A Baltimore man whose $3.1 million windfall on a horse racing wager is under investigation attended the same college and lived in the same fraternity house as the computer engineer who has been fired over the processing of the bet.
Derrick Davis and Christopher Harn attended but did not graduate from Drexel University in Philadelphia, said Kevin Kaufman, a spokesman for the university.
Davis operates a computer installation and service business in Baltimore. He holds the winning tickets to the Ultra Pick Six for the Oct. 26 Breeders' Cup day at Arlington Park near Chicago.
In a Pick Six, the bettor has to correctly select the winners in six consecutive races.
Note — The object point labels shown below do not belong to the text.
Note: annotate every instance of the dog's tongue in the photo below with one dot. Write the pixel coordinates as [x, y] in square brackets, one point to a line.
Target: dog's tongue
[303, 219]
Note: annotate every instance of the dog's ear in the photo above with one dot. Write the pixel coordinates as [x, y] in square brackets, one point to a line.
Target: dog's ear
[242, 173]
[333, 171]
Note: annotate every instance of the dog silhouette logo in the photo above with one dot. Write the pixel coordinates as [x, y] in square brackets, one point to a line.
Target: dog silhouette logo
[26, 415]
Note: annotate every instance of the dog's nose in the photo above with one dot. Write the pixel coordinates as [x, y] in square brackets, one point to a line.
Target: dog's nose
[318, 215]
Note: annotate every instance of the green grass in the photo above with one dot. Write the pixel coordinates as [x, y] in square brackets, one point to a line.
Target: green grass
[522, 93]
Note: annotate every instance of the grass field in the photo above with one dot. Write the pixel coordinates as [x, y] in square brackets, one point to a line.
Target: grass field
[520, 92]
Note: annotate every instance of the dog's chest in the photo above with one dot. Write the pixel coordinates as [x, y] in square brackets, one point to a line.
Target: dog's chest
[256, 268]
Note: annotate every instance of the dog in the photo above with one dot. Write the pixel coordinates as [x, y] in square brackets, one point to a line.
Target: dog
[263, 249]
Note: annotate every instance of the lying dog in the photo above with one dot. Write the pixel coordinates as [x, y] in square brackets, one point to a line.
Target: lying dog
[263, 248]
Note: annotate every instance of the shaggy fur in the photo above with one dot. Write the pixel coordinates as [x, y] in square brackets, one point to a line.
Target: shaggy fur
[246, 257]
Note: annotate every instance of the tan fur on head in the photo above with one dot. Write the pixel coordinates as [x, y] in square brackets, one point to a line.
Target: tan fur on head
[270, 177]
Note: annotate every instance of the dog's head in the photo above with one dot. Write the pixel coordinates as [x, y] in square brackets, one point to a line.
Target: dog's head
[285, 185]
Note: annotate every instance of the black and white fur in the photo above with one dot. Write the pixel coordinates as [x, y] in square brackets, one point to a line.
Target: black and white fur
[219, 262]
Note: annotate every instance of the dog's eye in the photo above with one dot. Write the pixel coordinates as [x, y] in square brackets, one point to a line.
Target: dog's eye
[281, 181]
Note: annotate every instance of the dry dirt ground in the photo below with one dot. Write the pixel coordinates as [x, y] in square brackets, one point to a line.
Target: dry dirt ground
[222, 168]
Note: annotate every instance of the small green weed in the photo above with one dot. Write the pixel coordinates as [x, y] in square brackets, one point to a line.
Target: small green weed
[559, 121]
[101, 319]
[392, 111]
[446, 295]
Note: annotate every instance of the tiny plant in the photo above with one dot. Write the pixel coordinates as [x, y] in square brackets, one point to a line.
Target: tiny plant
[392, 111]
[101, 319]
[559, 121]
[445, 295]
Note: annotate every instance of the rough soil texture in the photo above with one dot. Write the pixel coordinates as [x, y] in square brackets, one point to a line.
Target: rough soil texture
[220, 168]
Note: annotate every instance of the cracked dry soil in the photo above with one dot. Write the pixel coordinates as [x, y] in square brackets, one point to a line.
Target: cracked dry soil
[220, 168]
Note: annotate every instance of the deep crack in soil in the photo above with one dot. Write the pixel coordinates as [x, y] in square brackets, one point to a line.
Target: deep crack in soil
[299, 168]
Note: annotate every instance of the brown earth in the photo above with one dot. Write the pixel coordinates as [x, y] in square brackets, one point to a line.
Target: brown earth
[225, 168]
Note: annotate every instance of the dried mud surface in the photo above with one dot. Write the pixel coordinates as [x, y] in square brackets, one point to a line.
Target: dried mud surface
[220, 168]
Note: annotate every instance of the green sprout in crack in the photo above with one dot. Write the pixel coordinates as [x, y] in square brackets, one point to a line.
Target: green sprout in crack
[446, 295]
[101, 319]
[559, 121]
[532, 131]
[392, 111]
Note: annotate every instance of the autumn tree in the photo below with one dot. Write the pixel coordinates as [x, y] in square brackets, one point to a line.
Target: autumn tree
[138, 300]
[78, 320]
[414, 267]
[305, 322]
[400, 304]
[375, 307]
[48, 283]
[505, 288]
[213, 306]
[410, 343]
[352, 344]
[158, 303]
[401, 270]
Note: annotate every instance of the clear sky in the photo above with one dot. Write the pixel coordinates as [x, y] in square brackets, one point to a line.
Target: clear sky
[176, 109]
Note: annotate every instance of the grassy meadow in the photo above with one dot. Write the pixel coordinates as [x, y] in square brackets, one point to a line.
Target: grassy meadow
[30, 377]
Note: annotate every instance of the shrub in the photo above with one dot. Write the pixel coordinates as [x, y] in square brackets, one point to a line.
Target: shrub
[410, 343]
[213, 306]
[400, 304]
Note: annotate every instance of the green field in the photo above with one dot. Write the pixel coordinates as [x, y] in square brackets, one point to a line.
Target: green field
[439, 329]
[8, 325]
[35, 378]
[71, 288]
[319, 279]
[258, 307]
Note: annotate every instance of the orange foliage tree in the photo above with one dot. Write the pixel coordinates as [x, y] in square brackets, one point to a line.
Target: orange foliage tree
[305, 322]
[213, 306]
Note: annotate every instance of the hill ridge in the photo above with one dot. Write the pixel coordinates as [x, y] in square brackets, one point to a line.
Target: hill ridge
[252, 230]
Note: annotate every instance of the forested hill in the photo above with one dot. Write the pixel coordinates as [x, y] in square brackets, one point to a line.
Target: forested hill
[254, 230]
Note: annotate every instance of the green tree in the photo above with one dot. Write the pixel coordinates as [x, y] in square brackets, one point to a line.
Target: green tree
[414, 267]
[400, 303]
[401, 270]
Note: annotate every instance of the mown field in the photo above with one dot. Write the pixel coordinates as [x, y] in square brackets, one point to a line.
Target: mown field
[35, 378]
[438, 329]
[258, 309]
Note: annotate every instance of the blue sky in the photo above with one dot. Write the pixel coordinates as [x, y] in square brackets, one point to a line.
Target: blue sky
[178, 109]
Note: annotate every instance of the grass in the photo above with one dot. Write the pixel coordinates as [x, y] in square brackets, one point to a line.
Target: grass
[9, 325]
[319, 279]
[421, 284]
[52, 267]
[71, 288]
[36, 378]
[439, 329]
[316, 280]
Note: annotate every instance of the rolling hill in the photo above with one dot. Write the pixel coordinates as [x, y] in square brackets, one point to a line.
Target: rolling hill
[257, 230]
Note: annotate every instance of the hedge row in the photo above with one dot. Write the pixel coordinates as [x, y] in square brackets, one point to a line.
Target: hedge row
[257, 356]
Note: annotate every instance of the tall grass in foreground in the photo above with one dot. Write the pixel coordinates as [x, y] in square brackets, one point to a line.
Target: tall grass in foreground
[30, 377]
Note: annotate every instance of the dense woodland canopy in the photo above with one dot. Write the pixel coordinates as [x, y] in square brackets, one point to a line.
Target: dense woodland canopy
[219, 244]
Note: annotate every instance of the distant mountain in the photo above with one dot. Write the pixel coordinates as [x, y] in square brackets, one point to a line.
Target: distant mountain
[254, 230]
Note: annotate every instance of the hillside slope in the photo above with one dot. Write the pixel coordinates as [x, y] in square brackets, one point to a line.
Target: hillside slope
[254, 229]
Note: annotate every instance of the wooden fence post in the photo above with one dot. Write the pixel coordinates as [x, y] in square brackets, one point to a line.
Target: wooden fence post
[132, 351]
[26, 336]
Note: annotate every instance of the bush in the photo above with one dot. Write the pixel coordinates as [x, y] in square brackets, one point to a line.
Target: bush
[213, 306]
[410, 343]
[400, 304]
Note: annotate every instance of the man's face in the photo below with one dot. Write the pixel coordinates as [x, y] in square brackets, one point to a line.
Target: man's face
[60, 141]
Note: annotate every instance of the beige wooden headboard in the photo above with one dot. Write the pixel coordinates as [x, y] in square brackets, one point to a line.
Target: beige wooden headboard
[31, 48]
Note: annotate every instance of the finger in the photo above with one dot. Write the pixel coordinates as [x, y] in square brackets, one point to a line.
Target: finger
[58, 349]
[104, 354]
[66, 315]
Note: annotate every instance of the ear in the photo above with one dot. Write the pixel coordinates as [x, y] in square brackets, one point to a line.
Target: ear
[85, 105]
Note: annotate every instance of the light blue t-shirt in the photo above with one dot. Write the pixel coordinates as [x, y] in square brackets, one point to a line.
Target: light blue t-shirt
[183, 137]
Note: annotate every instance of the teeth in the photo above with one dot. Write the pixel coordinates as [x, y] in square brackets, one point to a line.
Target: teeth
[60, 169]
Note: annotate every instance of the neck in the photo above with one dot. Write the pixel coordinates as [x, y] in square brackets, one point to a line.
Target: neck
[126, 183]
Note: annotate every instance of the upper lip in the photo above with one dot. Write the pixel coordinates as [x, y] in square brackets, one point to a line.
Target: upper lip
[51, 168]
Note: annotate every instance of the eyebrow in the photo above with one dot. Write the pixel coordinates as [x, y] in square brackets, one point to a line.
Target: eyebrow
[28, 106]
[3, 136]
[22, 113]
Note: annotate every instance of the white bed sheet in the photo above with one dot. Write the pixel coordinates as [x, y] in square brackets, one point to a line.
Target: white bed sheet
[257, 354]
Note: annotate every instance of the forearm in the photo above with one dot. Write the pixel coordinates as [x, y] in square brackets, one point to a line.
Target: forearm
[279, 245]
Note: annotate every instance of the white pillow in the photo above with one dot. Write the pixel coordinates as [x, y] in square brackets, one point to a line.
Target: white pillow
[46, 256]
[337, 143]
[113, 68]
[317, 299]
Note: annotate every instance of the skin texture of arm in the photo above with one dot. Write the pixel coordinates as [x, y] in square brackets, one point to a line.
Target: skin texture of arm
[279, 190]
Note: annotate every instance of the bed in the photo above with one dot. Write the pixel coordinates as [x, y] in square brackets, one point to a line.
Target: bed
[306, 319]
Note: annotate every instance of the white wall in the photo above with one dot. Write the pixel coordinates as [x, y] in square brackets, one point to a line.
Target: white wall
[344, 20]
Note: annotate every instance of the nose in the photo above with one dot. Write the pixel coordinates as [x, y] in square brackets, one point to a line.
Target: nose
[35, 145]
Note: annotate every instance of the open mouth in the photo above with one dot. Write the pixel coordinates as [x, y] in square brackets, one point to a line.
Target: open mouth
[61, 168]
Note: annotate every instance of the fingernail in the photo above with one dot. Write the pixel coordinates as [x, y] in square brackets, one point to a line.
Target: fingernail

However, racing officials at the Breeders' Cup found the wager suspicious - Davis bet only the winner in the first four races and the entire field in the last two - and froze payment. They asked regulators in New York state, where the bet was logged by a telephone betting service, to review the transaction. An investigation is under way by the New York State Wagering and Racing Board.
On Thursday, the Delaware-based company that tallied wagers for the phone service announced that it had found evidence of "potential employee wrongdoing" concerning the Pick Six and fired a software engineer, who was later identified as Harn.
The company, Autotote, turned over evidence collected in its internal investigation to the racing board and state police.
Reached at his home yesterday in Newark, Del., Harn said, "I cannot make any comment."
His attorney, Daniel Conti, acknowledged that Harn was the subject of a criminal investigation but said he had broken no laws.
"Suppositions abound, yet no one involved with the investigation has referred to a single shred of legally recognizable evidence that Chris did anything wrong. I'm confident that once the facts are known, his name will be cleared, and he can get on with his life," Conti said.
Davis, too, has declined to comment. His attorney, Steven A. Allen of Baltimore, said Davis made a legitimate bet and expressed confidence that he would be exonerated by the investigation.
Neither attorney would say whether the men know each other. But public records show that Davis and Harn, both of whom are 29 years old, listed the same address in Philadelphia in 1994. The property, owned by Drexel, is operated by the Tau Kappa Epsilon fraternity.
New York investigators believe the men were fraternity brothers at Drexel, according to sources involved in the investigation, who spoke on the condition of anonymity.
Both men also share a background in the computer industry. Davis is listed on state incorporation records as the incorporator and sole director of Utopian Networks Inc. at 323 S. Collington Ave.
The company, incorporated March 1, 2000, is involved in the "design, installation, integration and maintenance" of large-area and wide-area computer networks, according to the documents.
Harn had access to computer passwords as part of his work at Autotote and could have altered bets, said Lorne Weil, chairman of the company's parent company, Scientific Games of New York.
Autotote, based in Newark, tallies bets made by telephone, computer or "simulcasts" at racetracks and off-track betting outlets. It was employed by Catskill Off-Track Betting Corp., based in Pomona, N.Y., to process bets. Davis opened an account with Catskill a week or two before the Breeders' Cup and used its automated telephone system to place his bets.
Investigators are exploring the possibility that someone changed Davis' bets in the computer system after the races were run - and the winners were known - but before the bets were forwarded to a central computer system.
Neither Harn nor Davis has been charged.